Finalizando as comemorações dos 561 anos do nascimento de Pico
della Mirandola (24.2.1463-1494) partilhamos a tradução de uma das suas cartas. Imagem provinda das comemorações dos 500 anos do aniversário, organizada por José V. de Pina Martins...
Giovanni Pico della Mirandola viveu bastante retirado do mundo, nos últimos anos da vida, dedicado aos estudos e à vida espiritual. Trabalhava numa obra que veio a ser publicada postumamente as Disputationes adversus Astrologos, extensa defesa da incognosbicilidade do futuro face ao livre arbítrio human e as múltiplas causalidades circunstanciais, mas foi escrevendo cartas algumas bem valiosas que deixam transparecer tanto a sua espiritualidade interna e universalista como a sua piedade religiosa e crença católica, além de serem testemunhos da sua psicologia e estado psicológico.
Pico della Mirandola, numa pintura quinhentista que pertenceu José V. de Pina Martins, sábio confabulator espiritual de Pico, Erasmo, Ficino e Thomas More... | |
«(...) Feliz és, filho, quando Deus não só te atribui o que precisas para viver bem, mas porque tu vivendo bem, ouves dizer mal de ti pelos maus, precisamente por viveres bem. É o mesmo louvor seja os que são louváveis louvarem-te seja os que são improbos denegrirem-te.
Mas chamo-te feliz, não pela razão que tal calunia é gloriosa para ti, mas porque o S´senhor Jesus, que é verdadeiro, ou mais ainda a própria verdade, afirma que a nossa mercê [ou graça, ou ganho] será copiosa nos céus quando os homens disserem males de nós e disserem mentirosamente todo o mal contra nós por causa dele [a Verdade, e Jesus, o verdadeiro].
(...) Finalmente, se o mundo te aplaude, é difícil que a virtude que devia estar toda erecta para o alto, e só agradar a Deus, não se torne ela a pouco e pouco inclinada para às graças dos homens que a aplaudem; e se não perde a sua integridade perde contudo o prémio, pois este ao começar a ser pago neste mundo onde todas as coisas são exíguas, pequeno será no céu onde todas as coisas são imensas.

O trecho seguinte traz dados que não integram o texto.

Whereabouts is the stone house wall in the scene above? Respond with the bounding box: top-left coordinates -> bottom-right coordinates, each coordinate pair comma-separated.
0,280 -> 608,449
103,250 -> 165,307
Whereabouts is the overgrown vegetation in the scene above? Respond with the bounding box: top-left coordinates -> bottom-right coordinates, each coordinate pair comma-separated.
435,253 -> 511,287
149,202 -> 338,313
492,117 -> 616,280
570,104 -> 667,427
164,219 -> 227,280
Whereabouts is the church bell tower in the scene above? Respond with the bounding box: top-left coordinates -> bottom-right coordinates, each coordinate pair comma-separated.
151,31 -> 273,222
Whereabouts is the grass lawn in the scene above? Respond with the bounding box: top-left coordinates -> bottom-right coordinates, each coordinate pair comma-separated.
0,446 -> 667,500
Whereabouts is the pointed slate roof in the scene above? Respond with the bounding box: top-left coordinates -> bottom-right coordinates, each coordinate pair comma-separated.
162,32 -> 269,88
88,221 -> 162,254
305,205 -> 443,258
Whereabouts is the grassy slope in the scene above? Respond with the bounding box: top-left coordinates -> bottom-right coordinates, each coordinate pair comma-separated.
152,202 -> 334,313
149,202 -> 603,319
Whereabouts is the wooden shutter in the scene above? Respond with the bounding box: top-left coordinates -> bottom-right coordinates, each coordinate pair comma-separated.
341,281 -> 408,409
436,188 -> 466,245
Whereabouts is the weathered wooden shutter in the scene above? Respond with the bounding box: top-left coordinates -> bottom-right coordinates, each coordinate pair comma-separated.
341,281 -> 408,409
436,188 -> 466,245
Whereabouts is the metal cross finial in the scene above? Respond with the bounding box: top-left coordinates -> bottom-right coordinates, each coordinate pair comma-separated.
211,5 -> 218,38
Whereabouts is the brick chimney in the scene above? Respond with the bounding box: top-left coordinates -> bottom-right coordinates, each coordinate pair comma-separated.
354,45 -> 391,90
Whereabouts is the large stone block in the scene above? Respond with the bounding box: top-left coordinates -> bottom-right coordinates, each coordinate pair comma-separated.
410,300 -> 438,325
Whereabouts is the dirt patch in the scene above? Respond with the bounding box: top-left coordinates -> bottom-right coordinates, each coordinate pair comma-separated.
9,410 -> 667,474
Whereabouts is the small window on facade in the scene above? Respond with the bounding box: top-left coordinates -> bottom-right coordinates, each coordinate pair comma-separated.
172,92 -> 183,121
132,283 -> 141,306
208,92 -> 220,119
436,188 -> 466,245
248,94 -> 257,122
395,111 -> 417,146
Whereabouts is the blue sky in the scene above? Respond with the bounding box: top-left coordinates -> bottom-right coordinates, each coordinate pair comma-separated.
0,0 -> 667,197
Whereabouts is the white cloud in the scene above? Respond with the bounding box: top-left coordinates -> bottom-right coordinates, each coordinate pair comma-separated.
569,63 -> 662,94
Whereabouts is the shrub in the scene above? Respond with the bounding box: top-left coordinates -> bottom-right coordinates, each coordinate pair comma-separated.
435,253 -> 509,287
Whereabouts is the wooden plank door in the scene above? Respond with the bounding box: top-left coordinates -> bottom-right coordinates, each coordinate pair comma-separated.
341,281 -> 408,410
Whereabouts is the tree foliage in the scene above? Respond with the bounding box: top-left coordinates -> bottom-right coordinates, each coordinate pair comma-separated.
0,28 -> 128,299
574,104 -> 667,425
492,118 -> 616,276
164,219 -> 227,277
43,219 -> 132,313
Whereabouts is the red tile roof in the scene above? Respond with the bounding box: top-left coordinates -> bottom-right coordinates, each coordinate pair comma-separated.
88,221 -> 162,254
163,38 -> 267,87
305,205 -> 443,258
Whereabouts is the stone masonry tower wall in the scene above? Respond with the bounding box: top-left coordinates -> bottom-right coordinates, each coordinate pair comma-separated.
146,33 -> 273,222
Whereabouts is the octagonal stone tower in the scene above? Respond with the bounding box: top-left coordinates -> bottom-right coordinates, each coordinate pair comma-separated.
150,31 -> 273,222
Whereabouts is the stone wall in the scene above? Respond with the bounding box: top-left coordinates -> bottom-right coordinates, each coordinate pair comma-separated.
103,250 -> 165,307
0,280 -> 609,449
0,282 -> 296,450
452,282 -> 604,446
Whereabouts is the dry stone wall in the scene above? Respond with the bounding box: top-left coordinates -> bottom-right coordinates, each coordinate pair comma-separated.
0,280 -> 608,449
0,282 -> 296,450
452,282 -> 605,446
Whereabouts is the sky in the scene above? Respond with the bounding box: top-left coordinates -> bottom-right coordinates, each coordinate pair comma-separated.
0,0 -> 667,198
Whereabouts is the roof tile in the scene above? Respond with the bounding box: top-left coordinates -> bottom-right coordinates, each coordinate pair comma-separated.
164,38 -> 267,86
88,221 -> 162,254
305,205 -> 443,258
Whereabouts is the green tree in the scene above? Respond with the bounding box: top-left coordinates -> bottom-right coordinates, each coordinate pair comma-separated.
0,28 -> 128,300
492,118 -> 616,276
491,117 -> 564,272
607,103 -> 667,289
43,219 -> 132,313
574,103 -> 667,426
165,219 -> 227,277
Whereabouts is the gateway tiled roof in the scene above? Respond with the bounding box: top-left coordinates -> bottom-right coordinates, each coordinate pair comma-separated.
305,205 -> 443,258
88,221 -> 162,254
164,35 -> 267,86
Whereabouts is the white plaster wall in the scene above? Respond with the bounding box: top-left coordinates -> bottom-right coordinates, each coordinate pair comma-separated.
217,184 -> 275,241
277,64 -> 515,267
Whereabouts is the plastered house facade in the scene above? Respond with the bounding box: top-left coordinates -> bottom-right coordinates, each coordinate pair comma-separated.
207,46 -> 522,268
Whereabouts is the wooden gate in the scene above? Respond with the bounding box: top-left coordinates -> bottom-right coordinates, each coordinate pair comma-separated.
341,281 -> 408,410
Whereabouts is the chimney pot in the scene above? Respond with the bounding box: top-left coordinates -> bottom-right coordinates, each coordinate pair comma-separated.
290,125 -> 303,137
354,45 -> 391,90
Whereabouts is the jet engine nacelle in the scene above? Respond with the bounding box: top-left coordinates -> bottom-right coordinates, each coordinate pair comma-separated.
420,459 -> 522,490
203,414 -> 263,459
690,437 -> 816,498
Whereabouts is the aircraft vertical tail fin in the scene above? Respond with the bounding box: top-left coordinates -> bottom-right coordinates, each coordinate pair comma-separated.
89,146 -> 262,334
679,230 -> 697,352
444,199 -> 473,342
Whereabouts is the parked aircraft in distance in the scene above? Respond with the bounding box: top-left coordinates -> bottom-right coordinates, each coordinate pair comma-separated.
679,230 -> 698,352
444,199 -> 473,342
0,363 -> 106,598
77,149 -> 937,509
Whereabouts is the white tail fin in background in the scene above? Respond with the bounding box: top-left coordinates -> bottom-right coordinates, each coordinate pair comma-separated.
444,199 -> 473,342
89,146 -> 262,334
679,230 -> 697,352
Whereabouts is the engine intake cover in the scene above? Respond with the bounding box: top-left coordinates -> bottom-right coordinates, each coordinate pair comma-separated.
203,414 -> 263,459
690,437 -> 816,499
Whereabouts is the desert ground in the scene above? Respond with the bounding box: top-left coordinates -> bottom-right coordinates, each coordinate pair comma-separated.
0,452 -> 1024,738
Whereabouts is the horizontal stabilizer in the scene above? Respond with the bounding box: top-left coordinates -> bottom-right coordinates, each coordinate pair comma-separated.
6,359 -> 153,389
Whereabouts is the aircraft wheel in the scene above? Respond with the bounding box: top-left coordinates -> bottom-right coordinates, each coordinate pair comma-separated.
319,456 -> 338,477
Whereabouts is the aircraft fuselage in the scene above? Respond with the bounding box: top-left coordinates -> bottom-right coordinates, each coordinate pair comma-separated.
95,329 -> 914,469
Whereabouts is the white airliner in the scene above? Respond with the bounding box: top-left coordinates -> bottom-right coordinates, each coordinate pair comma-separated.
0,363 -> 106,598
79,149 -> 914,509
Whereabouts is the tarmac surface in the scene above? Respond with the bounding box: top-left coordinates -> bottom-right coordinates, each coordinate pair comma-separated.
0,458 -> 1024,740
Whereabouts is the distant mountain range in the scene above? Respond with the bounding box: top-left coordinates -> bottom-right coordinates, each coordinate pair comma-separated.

Bem aventuradas as afrontas que nos protegem e impedem que a flor da juventude não estiole sob o vento pestífero da glória inane, ou que o nosso prémio na eternidade não seja diminuído pelo rumor vão popular. Abracemos filho, estas afrontas e orgulhemo-nos, na santa ambição de servidores fiéis, somente da ignominiosa Cruz do Senhor.
(...)
Cogita quanta seria a tua insânia, se o juízo dos insanos te demovesse
da vida recta estabelecida. Pois todo o erro deve ser removido pela sua
correção e não ser aumentado pela sua imitação. Que eles
relinchem, ladrem, rujam. Tu avança no teu caminho intrépido. E pesa
cuidadosamente quanto deves a Deus pela negligência e miséria deles. O
que estava sentado à sombra da morte ele iluminou, e tirou-o das reuniões dos que em trevas densíssimas se desviam
em frenesins sem guia, e associou-o aos filhos da Luz. Soe aquela voz
suavíssima do Senhor sempre nos teus ouvidos: «Deixa os mortos sepultar
os mortos, tu segue-me» [Lucas IX, 59-60]. Mortos estão de facto aqueles em quem Deus não toma lugar, e que, neste este espaço temporário de morte, adquirem para si laboriosamente a morte eterna.
(...) Portanto fecha
os ouvidos com cera, caríssimo filho, e o que quer que digam, o que
quer que pensem de ti os homens, tem como nada; considera só o juízo de Deus, que dará a cada um segundo as suas obras aquando da
sua revelação do céu, com os Anjos da sua virtude, libertando pela chama do
fogo aqueles que não conheceram Deus e que não prestaram atenção ao seu
Evangelho. A quem serão dados penas (como o diz o Apóstolo), em extinção
eterna da face do Senhor e da glória da sua potência, enquanto que todos os que acreditaram nele serão
glorificados na virtude dos seus santos e na sua admirável contemplação.